10. Jugend-WM für Blinde und Sehbehinderte in Solec-Zdroj (Polen)

Die 10. Jugend-Weltmeisterschaft fand zusammen mit der Frauen-WM der IBCA vom 14. bis 24. August 2018 in Solec-Zdroj statt. Wo liegt dieser Ort? Er befindet sich etwa 80 km von Krakau entfernt, also  in Südpolen. Diesmal gab es zahlenmäßig recht ansehnliche Starterfelder. Bei  den Frauen meldeten sich 25 Spielerinnen. Bei der Jugend waren 18 Schachspieler angereist.

Unsere Anreise war recht anstrengend. Nachdem wir um fünf Uhr zu Hause starteten, kamen wir um 16:11 Uhr planmäßig mit dem Zug in Krakau an. Unser Bundestrainer Wilfried hat sogar die Nacht auf dem Berliner Hauptbahnhof verbracht, um pünktlich in den Zug nach Warschau steigen zu können.  In Krakau mussten wir leider drei Stunden warten, bis die Reise weiterging. So waren wir erst kurz nach 21:00 Uhr im Mineral-Hotel in Solec-Zdroj.

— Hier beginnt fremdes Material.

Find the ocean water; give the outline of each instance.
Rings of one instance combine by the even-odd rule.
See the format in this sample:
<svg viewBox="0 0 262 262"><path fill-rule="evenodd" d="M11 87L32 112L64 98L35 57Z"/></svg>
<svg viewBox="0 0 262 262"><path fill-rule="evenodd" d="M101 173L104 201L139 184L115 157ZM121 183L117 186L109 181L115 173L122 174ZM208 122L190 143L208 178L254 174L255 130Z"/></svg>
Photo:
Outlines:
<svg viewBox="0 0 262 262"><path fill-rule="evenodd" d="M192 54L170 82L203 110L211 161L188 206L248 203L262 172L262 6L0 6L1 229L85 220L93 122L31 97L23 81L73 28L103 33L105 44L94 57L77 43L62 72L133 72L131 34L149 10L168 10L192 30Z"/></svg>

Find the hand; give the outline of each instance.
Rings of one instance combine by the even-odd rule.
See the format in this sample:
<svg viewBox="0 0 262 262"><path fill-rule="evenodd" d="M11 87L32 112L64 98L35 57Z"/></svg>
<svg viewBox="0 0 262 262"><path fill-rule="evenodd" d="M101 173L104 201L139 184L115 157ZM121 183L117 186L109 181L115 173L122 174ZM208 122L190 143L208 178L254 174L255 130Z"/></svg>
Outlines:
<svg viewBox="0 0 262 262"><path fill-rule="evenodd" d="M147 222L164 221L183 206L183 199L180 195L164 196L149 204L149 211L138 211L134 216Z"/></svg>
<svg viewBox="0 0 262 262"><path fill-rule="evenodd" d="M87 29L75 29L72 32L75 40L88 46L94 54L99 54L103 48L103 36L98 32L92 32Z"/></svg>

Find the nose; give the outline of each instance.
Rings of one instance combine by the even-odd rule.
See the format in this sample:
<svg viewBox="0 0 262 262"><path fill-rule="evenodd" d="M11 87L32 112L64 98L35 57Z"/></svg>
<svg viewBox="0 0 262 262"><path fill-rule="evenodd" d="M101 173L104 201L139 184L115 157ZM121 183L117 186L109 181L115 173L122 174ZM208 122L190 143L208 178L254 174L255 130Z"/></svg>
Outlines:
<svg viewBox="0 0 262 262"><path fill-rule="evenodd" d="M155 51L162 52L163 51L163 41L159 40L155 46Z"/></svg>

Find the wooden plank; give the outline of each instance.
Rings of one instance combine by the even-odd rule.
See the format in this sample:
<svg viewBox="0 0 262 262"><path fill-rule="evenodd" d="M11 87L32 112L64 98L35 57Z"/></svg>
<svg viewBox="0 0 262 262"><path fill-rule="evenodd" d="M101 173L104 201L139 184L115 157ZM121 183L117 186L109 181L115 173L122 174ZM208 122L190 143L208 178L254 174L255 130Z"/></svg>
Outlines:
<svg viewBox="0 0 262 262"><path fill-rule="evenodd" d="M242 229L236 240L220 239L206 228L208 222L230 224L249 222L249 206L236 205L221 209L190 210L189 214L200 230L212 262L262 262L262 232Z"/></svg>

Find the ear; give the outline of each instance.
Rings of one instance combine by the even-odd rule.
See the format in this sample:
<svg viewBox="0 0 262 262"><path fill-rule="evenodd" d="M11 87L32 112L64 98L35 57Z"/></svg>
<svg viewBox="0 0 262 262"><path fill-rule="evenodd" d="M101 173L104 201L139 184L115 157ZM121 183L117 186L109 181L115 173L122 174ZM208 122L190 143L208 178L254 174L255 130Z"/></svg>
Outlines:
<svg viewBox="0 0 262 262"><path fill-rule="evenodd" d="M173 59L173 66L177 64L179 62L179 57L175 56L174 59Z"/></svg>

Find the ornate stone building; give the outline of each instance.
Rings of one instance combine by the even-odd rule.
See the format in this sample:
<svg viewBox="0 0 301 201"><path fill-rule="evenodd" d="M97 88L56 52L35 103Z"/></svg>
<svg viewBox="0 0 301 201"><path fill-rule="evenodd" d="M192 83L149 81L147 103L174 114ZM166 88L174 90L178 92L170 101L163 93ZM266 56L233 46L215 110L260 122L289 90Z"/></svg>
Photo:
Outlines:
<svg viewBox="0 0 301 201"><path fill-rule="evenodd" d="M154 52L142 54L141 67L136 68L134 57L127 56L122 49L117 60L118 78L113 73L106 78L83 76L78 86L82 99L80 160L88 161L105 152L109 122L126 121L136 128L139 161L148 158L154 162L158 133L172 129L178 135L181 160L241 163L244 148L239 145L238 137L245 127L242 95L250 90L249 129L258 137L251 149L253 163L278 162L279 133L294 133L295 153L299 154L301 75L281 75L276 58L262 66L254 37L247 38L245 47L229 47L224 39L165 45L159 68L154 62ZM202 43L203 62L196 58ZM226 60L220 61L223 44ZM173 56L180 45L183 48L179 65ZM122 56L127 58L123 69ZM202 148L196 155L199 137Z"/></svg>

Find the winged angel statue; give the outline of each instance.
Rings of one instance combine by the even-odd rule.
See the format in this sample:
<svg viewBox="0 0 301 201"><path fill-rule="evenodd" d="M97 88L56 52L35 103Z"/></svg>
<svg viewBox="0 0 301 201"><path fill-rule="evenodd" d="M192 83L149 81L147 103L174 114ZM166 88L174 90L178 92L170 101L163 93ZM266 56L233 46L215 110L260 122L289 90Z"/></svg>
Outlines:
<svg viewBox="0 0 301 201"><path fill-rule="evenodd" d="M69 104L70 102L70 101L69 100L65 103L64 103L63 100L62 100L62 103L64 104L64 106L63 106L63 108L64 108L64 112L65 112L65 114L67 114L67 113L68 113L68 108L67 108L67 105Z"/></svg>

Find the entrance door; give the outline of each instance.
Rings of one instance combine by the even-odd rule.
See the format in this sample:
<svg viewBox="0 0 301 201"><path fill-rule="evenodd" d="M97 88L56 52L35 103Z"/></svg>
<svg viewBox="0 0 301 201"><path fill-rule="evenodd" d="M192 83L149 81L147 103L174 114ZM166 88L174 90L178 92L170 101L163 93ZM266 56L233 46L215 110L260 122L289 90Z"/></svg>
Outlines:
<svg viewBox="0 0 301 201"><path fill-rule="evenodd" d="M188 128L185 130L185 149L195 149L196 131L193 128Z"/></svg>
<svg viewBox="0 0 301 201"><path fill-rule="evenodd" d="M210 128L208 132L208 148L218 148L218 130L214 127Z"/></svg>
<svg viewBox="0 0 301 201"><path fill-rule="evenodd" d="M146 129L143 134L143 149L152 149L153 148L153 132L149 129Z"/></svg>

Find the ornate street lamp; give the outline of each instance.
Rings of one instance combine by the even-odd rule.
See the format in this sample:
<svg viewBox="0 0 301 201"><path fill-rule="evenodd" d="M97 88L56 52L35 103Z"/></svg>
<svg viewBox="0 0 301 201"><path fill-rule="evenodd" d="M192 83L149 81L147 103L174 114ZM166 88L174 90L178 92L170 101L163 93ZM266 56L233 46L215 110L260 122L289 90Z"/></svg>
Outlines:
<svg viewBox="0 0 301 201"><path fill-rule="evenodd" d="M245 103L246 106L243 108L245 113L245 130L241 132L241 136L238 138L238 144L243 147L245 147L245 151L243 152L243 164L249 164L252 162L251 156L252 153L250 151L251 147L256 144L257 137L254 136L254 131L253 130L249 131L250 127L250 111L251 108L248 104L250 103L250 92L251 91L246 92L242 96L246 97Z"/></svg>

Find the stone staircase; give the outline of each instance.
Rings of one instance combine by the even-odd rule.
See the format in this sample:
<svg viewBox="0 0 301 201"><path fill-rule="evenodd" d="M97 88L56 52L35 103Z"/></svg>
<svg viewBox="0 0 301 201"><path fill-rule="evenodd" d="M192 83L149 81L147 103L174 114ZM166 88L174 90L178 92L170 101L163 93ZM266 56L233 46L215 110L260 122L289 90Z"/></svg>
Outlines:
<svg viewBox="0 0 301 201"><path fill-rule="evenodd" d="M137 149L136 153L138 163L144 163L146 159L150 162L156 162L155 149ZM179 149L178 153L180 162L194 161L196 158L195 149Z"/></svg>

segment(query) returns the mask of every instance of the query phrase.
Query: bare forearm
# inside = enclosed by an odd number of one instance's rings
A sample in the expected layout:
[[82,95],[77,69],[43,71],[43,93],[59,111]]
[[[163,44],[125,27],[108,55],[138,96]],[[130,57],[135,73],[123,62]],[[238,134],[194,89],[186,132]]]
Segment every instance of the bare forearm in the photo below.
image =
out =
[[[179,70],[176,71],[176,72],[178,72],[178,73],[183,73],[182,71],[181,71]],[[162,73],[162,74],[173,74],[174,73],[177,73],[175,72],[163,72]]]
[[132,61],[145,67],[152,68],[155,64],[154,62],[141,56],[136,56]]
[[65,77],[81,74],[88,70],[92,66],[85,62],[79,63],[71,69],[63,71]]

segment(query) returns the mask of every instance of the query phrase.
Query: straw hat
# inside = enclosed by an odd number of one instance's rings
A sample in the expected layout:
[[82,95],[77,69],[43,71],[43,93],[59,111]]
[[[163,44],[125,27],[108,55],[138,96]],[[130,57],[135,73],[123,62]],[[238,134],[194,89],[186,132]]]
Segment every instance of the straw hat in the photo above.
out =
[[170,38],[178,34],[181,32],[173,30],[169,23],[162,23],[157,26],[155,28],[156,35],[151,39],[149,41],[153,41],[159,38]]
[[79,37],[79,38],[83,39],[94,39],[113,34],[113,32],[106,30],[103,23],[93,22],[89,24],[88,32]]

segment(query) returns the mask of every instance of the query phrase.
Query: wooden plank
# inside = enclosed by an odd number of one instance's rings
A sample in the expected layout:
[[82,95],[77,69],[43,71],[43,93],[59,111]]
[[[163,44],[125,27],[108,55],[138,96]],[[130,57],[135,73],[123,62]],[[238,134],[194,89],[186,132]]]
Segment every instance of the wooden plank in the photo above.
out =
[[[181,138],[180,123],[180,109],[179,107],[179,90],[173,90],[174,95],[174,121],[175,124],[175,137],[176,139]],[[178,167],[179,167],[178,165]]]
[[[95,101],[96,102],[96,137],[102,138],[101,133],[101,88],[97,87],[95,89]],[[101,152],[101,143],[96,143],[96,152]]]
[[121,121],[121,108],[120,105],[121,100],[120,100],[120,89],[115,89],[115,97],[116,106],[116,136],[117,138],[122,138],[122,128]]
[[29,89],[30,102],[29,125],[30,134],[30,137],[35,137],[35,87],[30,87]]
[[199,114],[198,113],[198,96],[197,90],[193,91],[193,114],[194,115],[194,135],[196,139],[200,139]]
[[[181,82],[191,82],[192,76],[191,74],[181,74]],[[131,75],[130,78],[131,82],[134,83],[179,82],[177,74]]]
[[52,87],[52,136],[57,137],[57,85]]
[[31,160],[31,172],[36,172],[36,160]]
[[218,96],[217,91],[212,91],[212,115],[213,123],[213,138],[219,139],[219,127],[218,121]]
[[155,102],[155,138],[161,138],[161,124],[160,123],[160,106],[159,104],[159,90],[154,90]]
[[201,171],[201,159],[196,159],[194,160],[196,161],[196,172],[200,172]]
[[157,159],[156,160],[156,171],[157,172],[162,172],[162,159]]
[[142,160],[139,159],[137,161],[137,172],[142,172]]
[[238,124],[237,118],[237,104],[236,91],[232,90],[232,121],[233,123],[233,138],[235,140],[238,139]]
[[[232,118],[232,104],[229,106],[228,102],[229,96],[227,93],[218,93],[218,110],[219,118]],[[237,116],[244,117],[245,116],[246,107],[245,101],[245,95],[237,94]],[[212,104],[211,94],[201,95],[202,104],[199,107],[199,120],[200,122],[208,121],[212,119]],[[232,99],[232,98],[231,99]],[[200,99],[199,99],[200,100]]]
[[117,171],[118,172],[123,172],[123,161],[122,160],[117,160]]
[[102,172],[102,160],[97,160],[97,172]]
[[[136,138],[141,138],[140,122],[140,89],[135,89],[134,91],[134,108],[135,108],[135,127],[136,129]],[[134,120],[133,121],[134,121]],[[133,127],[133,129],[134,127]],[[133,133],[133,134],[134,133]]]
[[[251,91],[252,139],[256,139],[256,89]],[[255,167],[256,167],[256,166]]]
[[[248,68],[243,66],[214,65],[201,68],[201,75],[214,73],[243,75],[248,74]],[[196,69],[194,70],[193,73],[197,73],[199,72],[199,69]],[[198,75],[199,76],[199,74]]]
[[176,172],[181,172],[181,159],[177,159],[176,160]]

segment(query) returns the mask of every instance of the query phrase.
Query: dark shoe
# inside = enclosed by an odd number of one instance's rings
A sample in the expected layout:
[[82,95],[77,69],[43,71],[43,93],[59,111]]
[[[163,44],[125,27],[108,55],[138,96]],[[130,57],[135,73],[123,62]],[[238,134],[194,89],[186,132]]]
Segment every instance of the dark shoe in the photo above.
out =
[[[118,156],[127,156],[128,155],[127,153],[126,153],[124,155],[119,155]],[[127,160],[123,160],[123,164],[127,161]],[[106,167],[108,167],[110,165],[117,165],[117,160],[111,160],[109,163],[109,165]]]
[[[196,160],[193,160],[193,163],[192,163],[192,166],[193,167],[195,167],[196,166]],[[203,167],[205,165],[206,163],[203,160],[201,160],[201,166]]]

Auf Grund der Ausschreibung sollte mit einer Bedenkzeit von 90 Minuten plus 30 Sekunden pro Zug von Beginn an gespielt werden. Da in Sofia beim Weltcup der IBCA im Juli diese Zeit um eine halbe Stunde angehoben wurde, war die Hoffnung da, dass das auch bei diesem Turnier möglich ist. Dem Vorschlag von Wilfried stimmte zwar u. a. der an ä1ô gesetzte Pole Adam Czajkowski zu, aber letztendlich wurde keine Mehrheit dafür gefunden.

Bereits aus den vergangenen Weltmeisterschaften wusste ich, dass die ELO-Zahlen der anderen mit Vorsicht zu betrachten sind. Gerade äneueô Jugendliche spielen meist sehr viel besser als ihre Zahlen. Auch die deutsche Mannschaft musste bei der Olympiade 2017 in Ohrid/Mazedonien diese Erfahrung machen, als wir in der ersten Runde gegen das junge indische Team verloren. Außerdem haben viele Spieler Trainer dabei, die einen FM-, IM- oder GM-Titel besitzen. So war ich natürlich sehr froh, dass mich der Bundestrainer Wilfried vorbereitet hat.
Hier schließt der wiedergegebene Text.